Two one-week Landmarks workshops for eighty school teachers on southern segregation and the civil rights movement in Atlanta.

"The Problem of the Color Line: Atlanta Landmarks and Civil Rights History" consists of two one-week NEH Landmarks of American History and Culture Workshops held during summer 2012 for eighty school teachers on southern segregation and the Civil Rights movement in Atlanta. The project is anchored in an observation made by W. E. B. Du Bois in The Souls of Black Folk (1903): "The Problem of the Twentieth Century is the problem of the color line." In addition to Atlanta University's Stone Hall, where Du Bois penned this famous reflection, the project uses other Atlanta sites as touchstones for examining the history of the "color line," race relations, and the Civil Rights movement in twentieth-century America. Sites include Piedmont Park, the site of Booker T. Washington's 1895 "Atlanta Compromise" speech; the residence of Alonzo Herndon, a former slave who became Atlanta's first black millionaire; the Fox Theatre, which still bears the marks of the segregation era; the State Capitol, which retains monuments to both Jim Crow and the triumph over the color line; and the Auburn Avenue National Landmark District (the site of Ebenezer Baptist Church) and the Martin Luther King, Jr. National Historic Site. Georgia State University faculty members Timothy J. Crimmins, Glenn Eskew, Clifford Kuhn, and Akinyele Umoja address such topics as the South before the color line, the debate between W. E. B. Du Bois and Booker T. Washington, the Atlanta Race Riot of 1906, and race relations in Atlanta from the 1930s to the 1990s. In addition, Dana White (Emory University), Beverly Guy Sheftall (Spelman College), and Vickie Crawford (Morehouse College) lecture about patterns of segregation in Atlanta during the Jim Crow era and women in the Civil Rights movement.

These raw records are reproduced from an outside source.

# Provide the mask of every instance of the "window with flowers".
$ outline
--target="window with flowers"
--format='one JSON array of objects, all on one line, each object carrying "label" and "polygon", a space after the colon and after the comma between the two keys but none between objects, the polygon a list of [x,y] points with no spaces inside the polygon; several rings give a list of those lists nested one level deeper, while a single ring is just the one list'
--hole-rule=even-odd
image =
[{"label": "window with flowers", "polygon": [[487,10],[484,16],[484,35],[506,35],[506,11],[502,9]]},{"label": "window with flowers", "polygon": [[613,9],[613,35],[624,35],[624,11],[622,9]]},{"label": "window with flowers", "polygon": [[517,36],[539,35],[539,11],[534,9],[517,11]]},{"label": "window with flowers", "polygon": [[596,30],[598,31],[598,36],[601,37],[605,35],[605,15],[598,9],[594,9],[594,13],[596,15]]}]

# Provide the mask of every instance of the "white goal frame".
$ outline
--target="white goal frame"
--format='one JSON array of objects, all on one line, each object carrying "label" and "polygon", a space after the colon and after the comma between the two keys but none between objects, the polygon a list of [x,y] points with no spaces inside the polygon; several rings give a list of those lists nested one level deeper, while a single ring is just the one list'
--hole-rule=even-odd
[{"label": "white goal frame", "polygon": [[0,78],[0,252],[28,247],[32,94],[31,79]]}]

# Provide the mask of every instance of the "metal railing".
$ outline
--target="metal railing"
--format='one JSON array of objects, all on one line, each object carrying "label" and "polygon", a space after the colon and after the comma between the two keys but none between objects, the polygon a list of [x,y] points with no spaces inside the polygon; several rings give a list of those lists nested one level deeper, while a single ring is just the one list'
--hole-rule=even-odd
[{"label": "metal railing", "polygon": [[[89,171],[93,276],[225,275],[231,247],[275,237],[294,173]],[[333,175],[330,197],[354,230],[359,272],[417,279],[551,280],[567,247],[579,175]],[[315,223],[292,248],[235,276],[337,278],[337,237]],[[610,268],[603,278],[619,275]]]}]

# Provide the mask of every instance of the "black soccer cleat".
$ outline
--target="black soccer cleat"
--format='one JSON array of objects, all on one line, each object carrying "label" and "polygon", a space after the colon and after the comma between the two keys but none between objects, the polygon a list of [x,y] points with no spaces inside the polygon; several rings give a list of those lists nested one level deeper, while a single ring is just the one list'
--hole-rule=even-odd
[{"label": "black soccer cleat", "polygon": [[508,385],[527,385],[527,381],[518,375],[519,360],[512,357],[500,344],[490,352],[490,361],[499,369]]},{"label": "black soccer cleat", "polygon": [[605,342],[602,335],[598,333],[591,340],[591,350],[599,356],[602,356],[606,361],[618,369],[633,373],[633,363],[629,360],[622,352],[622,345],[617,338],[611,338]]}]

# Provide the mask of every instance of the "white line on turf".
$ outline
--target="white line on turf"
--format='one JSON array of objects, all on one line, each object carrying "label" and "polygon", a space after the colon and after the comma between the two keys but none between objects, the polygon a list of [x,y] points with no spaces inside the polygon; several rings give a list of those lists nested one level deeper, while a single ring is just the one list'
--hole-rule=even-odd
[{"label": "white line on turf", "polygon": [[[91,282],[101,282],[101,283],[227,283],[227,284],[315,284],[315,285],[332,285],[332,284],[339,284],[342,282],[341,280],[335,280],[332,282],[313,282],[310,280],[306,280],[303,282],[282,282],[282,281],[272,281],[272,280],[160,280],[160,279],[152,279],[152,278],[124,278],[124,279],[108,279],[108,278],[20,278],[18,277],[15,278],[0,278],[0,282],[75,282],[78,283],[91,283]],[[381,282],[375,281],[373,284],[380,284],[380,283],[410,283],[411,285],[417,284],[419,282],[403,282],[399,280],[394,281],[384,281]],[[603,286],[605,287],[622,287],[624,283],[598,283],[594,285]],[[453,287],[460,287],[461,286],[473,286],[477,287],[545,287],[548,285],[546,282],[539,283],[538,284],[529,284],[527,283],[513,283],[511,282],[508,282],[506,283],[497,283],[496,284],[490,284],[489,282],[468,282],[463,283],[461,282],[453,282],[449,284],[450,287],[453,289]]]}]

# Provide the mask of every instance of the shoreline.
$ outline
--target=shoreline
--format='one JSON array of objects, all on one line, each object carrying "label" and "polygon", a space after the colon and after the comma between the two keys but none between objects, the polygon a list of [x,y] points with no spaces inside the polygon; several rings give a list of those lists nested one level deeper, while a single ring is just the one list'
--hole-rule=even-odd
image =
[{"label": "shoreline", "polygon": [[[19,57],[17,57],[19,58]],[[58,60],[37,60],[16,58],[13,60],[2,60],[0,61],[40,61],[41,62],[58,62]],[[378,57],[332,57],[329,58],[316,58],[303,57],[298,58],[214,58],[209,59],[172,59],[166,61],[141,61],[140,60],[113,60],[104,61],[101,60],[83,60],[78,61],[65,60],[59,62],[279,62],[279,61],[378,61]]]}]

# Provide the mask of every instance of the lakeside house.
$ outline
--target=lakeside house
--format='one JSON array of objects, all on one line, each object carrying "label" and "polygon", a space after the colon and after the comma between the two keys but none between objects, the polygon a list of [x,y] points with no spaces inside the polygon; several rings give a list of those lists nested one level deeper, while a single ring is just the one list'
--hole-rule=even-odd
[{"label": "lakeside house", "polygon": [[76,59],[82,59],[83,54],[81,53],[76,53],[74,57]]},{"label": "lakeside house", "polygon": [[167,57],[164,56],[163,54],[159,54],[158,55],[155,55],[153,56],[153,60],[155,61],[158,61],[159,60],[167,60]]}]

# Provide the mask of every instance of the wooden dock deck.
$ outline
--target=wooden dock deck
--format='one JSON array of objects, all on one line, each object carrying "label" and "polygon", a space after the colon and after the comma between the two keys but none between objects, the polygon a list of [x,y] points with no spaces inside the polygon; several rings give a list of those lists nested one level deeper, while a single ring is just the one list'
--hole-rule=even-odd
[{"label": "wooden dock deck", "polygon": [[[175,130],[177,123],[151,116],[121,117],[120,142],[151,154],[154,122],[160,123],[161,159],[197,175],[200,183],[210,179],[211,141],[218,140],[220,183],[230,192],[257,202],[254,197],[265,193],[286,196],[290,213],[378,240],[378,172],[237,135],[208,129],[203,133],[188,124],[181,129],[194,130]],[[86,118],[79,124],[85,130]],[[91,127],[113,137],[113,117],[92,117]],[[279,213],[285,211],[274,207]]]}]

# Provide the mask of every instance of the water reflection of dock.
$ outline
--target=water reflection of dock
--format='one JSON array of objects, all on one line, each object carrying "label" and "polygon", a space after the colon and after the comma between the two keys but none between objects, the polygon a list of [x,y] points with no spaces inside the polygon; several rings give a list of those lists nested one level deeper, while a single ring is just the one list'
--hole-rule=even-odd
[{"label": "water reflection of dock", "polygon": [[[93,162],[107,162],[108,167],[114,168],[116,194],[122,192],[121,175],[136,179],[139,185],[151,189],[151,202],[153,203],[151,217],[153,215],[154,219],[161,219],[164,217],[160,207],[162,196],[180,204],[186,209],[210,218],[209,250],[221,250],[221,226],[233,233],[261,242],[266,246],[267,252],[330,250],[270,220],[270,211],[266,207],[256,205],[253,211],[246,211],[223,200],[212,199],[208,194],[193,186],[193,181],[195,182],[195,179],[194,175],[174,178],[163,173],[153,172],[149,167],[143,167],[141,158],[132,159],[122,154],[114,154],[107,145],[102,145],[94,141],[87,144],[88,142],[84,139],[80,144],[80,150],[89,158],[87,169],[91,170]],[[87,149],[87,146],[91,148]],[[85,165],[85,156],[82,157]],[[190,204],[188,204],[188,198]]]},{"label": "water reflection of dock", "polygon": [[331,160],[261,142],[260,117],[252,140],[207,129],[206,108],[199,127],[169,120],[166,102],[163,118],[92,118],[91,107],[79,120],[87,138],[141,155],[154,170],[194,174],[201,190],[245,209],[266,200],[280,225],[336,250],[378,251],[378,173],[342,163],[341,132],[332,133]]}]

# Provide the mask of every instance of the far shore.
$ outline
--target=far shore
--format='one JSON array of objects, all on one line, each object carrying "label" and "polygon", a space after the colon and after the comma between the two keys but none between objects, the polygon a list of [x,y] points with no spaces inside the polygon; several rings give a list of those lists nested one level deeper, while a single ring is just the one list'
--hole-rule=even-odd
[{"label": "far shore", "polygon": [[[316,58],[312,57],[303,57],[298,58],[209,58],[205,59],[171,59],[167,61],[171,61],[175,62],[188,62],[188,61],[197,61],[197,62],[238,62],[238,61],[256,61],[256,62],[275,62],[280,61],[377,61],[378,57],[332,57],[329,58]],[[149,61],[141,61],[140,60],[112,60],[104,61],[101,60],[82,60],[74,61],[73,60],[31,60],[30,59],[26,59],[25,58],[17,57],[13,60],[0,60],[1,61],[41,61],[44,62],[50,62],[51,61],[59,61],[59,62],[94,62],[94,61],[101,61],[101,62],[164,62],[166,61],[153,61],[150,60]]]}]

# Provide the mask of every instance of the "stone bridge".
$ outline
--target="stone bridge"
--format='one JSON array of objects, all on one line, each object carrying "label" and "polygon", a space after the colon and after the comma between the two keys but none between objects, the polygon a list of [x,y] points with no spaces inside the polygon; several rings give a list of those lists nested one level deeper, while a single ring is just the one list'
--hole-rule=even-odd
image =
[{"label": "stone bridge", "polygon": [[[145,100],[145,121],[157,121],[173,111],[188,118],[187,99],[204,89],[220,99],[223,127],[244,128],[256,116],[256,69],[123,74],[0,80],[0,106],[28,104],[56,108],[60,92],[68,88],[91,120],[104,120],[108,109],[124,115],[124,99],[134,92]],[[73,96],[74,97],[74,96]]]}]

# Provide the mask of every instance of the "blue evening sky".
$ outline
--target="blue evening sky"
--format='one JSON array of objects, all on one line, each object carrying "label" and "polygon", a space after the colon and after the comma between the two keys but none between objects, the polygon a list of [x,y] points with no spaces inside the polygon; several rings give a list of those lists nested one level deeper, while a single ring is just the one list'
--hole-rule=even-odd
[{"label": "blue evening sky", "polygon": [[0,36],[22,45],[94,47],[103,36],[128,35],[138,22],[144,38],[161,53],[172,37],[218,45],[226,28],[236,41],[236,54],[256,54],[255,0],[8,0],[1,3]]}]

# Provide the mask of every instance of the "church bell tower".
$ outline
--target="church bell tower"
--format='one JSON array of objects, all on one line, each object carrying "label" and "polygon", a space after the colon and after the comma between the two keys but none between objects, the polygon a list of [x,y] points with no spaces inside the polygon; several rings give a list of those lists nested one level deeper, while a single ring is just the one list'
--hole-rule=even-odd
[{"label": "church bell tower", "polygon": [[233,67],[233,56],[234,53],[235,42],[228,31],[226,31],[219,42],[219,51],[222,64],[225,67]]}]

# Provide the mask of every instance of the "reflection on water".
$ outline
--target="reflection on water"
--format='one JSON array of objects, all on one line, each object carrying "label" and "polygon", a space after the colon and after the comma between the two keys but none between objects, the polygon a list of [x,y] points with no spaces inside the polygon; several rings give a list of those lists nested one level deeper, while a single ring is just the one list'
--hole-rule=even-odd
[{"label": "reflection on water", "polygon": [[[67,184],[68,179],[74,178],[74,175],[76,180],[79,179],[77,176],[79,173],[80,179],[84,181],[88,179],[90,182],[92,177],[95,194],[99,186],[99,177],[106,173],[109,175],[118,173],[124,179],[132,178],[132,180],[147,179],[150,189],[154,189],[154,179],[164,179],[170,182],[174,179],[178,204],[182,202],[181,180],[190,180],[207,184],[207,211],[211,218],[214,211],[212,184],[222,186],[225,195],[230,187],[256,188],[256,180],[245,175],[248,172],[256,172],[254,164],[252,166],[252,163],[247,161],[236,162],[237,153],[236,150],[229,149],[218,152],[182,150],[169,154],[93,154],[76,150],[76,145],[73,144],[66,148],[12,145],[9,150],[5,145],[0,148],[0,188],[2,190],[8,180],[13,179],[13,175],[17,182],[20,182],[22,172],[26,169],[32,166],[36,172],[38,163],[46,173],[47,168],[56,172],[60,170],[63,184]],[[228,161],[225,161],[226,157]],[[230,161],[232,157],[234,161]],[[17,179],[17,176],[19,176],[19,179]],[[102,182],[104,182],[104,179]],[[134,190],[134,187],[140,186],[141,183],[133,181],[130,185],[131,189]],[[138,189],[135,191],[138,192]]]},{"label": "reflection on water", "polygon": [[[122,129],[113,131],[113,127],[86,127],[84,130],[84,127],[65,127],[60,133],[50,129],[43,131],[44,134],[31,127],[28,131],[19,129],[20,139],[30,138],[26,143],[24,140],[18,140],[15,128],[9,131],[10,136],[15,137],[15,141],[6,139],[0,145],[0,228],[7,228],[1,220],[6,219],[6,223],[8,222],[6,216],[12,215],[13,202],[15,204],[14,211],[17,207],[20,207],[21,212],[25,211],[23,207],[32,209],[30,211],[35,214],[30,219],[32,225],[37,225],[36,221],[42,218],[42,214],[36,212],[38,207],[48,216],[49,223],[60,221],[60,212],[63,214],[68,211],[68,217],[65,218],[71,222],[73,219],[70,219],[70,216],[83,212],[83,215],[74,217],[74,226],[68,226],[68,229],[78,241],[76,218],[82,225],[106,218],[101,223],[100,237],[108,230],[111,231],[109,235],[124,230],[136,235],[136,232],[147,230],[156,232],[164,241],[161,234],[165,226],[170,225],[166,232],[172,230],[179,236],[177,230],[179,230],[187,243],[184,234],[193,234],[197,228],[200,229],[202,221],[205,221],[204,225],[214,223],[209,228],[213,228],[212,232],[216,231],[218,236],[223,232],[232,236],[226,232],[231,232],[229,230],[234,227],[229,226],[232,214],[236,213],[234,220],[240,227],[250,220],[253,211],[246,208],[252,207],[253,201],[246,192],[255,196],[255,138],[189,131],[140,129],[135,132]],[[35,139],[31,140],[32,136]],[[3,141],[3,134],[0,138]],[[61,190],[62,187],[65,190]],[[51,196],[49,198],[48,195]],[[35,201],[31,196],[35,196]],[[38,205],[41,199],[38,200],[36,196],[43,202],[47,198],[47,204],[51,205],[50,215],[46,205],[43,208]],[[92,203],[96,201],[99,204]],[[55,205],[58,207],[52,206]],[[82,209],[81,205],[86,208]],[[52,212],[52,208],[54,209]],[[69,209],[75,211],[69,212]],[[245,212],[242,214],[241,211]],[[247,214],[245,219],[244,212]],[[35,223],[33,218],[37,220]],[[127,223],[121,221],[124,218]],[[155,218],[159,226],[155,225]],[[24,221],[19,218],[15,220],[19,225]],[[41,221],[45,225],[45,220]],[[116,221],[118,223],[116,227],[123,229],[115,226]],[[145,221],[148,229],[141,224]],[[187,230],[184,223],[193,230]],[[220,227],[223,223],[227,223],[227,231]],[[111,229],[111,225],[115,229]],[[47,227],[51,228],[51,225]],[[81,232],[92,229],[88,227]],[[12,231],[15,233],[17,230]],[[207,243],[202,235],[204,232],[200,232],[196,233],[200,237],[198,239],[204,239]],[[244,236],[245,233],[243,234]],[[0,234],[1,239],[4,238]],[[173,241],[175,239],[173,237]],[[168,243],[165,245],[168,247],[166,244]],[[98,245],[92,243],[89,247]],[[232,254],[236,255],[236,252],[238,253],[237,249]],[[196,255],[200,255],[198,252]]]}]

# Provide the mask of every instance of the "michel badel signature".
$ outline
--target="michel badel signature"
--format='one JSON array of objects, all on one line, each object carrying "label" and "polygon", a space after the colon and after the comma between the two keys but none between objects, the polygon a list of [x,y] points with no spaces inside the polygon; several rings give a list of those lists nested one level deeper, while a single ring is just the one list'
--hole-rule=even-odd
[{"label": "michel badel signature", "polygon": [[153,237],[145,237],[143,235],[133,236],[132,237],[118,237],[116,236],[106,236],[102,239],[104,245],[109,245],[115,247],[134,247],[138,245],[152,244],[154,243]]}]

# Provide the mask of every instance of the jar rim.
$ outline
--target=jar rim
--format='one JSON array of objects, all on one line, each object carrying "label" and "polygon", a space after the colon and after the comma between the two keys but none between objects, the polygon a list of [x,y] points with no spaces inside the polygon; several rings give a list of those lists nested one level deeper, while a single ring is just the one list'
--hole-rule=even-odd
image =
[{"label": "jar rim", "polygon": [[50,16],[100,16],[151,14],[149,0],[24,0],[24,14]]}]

Readings are drawn from varied primary sources (such as Du Bois's The Souls of Black Folk, Ray Baker's Following the Color Line, and autobiographies by Walter White and John Lewis), secondary works (such as William Chafe's Remembering Jim Crow and Aldon Morris's Origins of the Civil Rights Movement), and literary texts (from such writers as Margaret Mitchell, Joel Chandler Harris ["Uncle Remus"], Flannery O'Connor, Alice Walker, and Tom Wolfe).